Elle mettait la sainteté à la portée de tous, supprimait les grilles qui séparaient le monde laïc de la vie mystique. Elle jetait sur la place publique les trésors d’un château où peu étaient auparavant admis. Elle rendait Dieu proche : il était Père, frère, ami, présent à l’humanité.

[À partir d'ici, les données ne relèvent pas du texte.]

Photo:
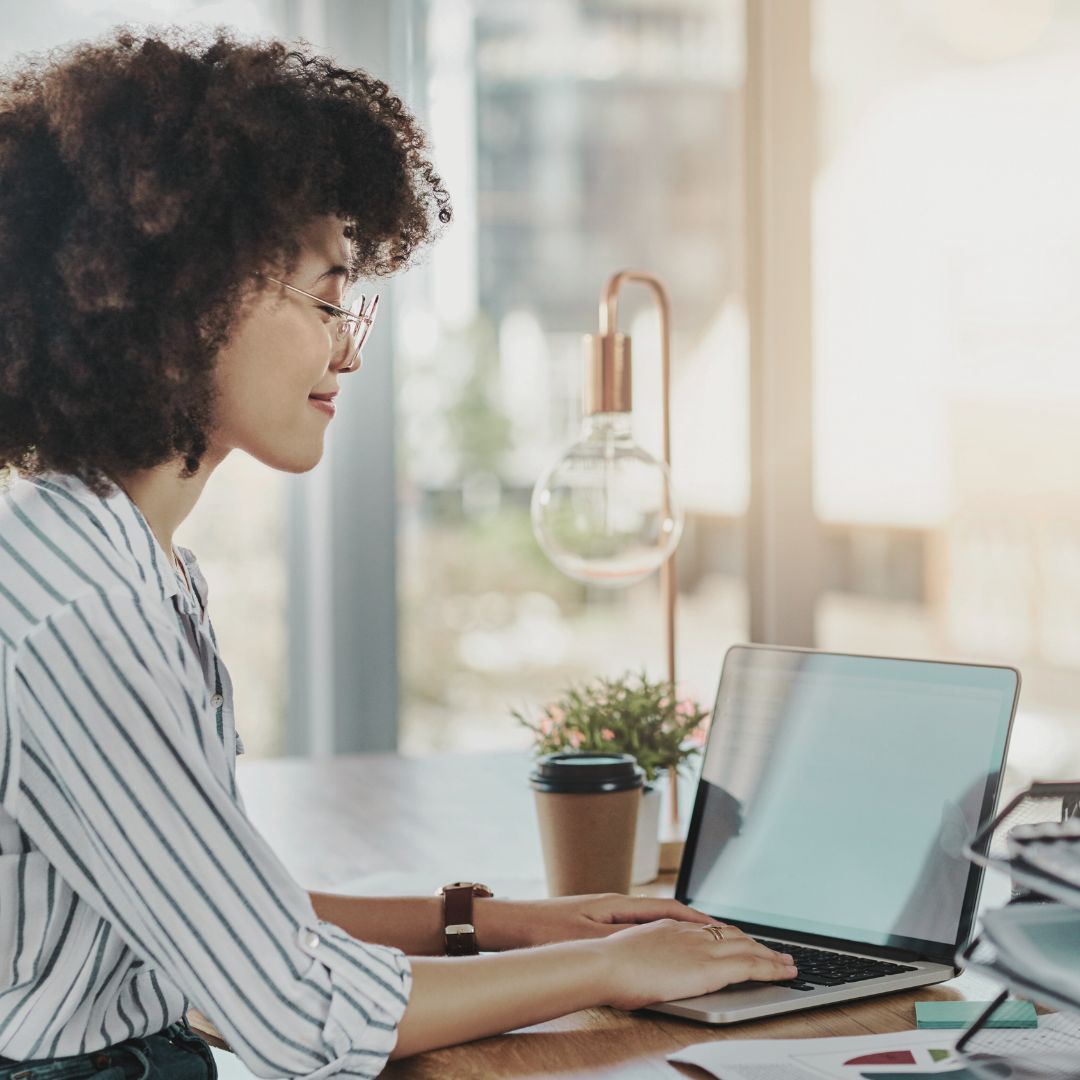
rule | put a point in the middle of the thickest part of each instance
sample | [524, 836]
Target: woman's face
[279, 356]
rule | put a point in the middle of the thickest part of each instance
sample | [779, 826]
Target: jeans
[175, 1053]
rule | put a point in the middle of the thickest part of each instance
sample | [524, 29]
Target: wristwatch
[460, 934]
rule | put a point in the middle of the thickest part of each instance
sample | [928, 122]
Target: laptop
[837, 793]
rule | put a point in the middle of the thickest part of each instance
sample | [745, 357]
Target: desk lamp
[604, 513]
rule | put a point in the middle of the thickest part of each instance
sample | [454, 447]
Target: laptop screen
[837, 794]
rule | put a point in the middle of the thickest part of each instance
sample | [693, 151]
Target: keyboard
[820, 969]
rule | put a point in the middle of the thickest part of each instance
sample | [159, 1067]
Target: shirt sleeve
[120, 795]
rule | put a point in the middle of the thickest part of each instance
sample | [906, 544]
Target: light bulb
[604, 512]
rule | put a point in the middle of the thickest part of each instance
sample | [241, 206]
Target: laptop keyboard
[820, 969]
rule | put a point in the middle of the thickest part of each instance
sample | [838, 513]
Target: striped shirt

[…] Il se passa quelque chose en moi. Ces morceaux juxtaposés de culture se mirent en mouvement, s’animèrent, jusqu’à former un corps vivant, parcouru par un sang de générosité : était-ce le sang dont brûlait Catherine de Sienne ? L’amour était entré, il investissait mes pensées en les attirant sur une orbite de joie. L’idée de Dieu avait cédé le pas à l’amour de Dieu, l’image idéale de Dieu avait cédé la place au Dieu vivant… En Chiara, j’avais trouvé non pas quelqu’un qui parlait de Dieu, mais quelqu’un qui parlait avec Dieu : fille du Père, avec lequel elle conversait dans l’amour.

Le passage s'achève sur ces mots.